In SQL, how can we get the average of only the unique values of a column?

Answer

To run the AVG() function on a column such that it only averages the unique values in the column, we could use the DISTINCT clause right before the column name.

Example

/* Returns 2.02365 */
SELECT AVG(price)
FROM fake_apps;
/* Returns 4.15833.. */
SELECT AVG(DISTINCT price)
FROM fake_apps;

Then, how does the data know what is the distinct value in Price Column? How do they differentiate unique value in that column and label it as a distinct value and then carry forward with the average caculation?

Hello yiwen. I’m not an expert but I hope I can help you.
when you run the following code:

SELECT price
FROM fake_apps;

the return is all the values in the column price. If you apply the AVG on it, you’ll have the total average. Nothing new here.

If you run the following code:

SELECT DISTINCT price
FROM fake_apps;

The return is all the distinct values on the column. Also, nothing new.

and so, the following:

SELECT AVG(DISTINCT price)
FROM fake_apps;

First the distinct will return the distinct ones and then the AVG is calculated based on that return. So the average is not calculated over the rows in price, but over the rows of the new table returned by the distinct.

I believe this would return the same result as SELECT AVG(price). AVG(price) as an aggregate function returns a single quantity/value, therefore there is only one value to apply to DISTINCT so it is unique.

It’s interesting that if the row value is NULL, that row is excluded from the AVG.
So in a rating column, if an app is not rated yet, it would not be treated as a 0. But in a price situation you would need to be sure to enter a price of 0 vs leaving free apps as NULL if you intended to do analytics of this nature.

I’ve been trying to display a list of each unique category, with the average price for apps in that category alone (this is different from average price of all apps in the table). Can you help?

i think that the purpose of the question is to calculate the average value of a criteria, so i can, example calculate the avg download of apps in catgory book:

@tranxuanmanh I think the purpose of the question is actually to identify unique values to average rather than just grouping by a category because in your example if the category books contains multiple books that gets no downloads (downloads = 0) then the multiple values would bring down the average you are calculating because the zeroes are counted multiple times. The grouping is based on the column you are averaging (in this case downloads) and not on anything else.

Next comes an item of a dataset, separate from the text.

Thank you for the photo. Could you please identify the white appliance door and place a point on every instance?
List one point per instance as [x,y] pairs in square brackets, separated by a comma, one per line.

Admittedly, I think the use for this is quite limited. I think an example of the type of question this is trying to answer is like ‘what is the average number of downloads in the app store if each value of download is counted only once’ rather than just an average of total downloads.

@rinshad I suppose you could use a WHERE statement that somehow specify you only want one distinct value and ignoring any duplicates, but why would you do that when you achieve the same with just a single keyword in your code?